The Medina Post

Throughout my many years as a legislator, I can say with certainty that the Ohio General Assembly has never faced a budget as challenging as this year's. Just like in Washington, if you increase spending, raise taxes, and irresponsibly spend billions of dollars in one-time resources, structural problems are going to occur. That's why the Ohio House Republicans made it a priority to fix the huge budget gap we inherited by finding innovative solutions that will lead to long-term stability for Ohio.

You might ask how we have fought to put Ohio on the right financial footing. Essentially, we worked very hard to get us out of the mess that was caused two years ago. We re-examined the size and scope of state government, we spent responsibly, and we did so without raising taxes on any Ohioan. We simply cannot afford to pay the government any more money.

But there's much more to the state operating budget than the nearly 5,000 pages of black ink and dollar signs it contains - this bill affects our everyday lives. For this reason, it's important that legislators like me hear from a variety of Ohioans, hold many meetings and work a lot of long nights. We've made a conscious effort to ensure that this budget gets people back to work, attracts them to Ohio and helps them attain the knowledge they'll need to be successful.

Perhaps nothing affects the future stability of a state as much as the education of its young people. With so many troubled school districts in Ohio, maintaining our commitment to a quality education is vital. This includes having a significant expansion of options for parents regarding which schools their children can attend. While there are many parties that have a preference one way or another as far as what language the budget includes on a topic such as charter schools, the sole authority for what goes in the bill lies with the legislators who carefully ponder what is beneficial for Ohio's students. Additionally, the General Assembly has been able to gradually increase funding for the many schools we have throughout the state in each revised version of the budget legislation.

At a time when Ohioans are struggling to make ends meet, it's necessary to make sure that more Ohioans have access to our state's higher education institutions as well. For this reason, we have fought to keep tuition down at a more affordable level by capping the annual increases at 3.5 percent. Additionally, we included a provision so that our state's high school graduates who leave Ohio can return within a set time frame in order to receive in-state tuition. Investing in higher education is crucial, and that is much of the reason why the House budget proposal has had the support of The Ohio State University President E. Gordon Gee.

It's my hope that those who are educated here will stick around, raise their families within our borders and contribute to our economy. That's much of the reason why we've aimed to attract more people to Ohio through such actions as eliminating the state's death tax starting in 2013. With an unfair and unnecessary tax such as this, Ohioans flee to other states to retire, farm and to build their businesses without the hindrance of the state taking more from them. Of the 17 states that have a death tax, Ohio's starts at the lowest threshold of any state in the entire nation ($338,333) and takes a direct aim at small business owners and farmers, among others.

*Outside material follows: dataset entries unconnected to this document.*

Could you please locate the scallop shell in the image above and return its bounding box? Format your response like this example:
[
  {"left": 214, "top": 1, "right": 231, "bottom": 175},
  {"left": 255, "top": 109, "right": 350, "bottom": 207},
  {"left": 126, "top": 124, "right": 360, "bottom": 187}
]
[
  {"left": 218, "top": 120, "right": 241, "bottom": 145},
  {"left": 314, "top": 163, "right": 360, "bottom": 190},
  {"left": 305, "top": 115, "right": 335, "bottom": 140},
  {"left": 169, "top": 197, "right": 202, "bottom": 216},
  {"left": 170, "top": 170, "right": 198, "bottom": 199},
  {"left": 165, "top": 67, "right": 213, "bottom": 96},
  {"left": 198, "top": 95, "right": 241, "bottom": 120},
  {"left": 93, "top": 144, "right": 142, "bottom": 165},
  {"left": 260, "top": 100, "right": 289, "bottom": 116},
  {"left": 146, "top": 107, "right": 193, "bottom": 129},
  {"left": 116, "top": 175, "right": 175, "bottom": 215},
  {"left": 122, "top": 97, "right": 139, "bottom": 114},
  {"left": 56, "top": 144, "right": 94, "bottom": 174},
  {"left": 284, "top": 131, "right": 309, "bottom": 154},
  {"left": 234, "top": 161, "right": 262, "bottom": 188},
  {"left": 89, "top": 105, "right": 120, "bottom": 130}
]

When businesses come to Ohio, that means there are more jobs for families like yours and mine. It's important for us to demonstrate that our state is an attractive place for businesses to grow and prosper - just like it is for its citizens to do. My hope is that, if you can take away anything from this General Assembly's budget, you realize it is one that focuses on getting our house in order and providing a brighter future for all Ohioans.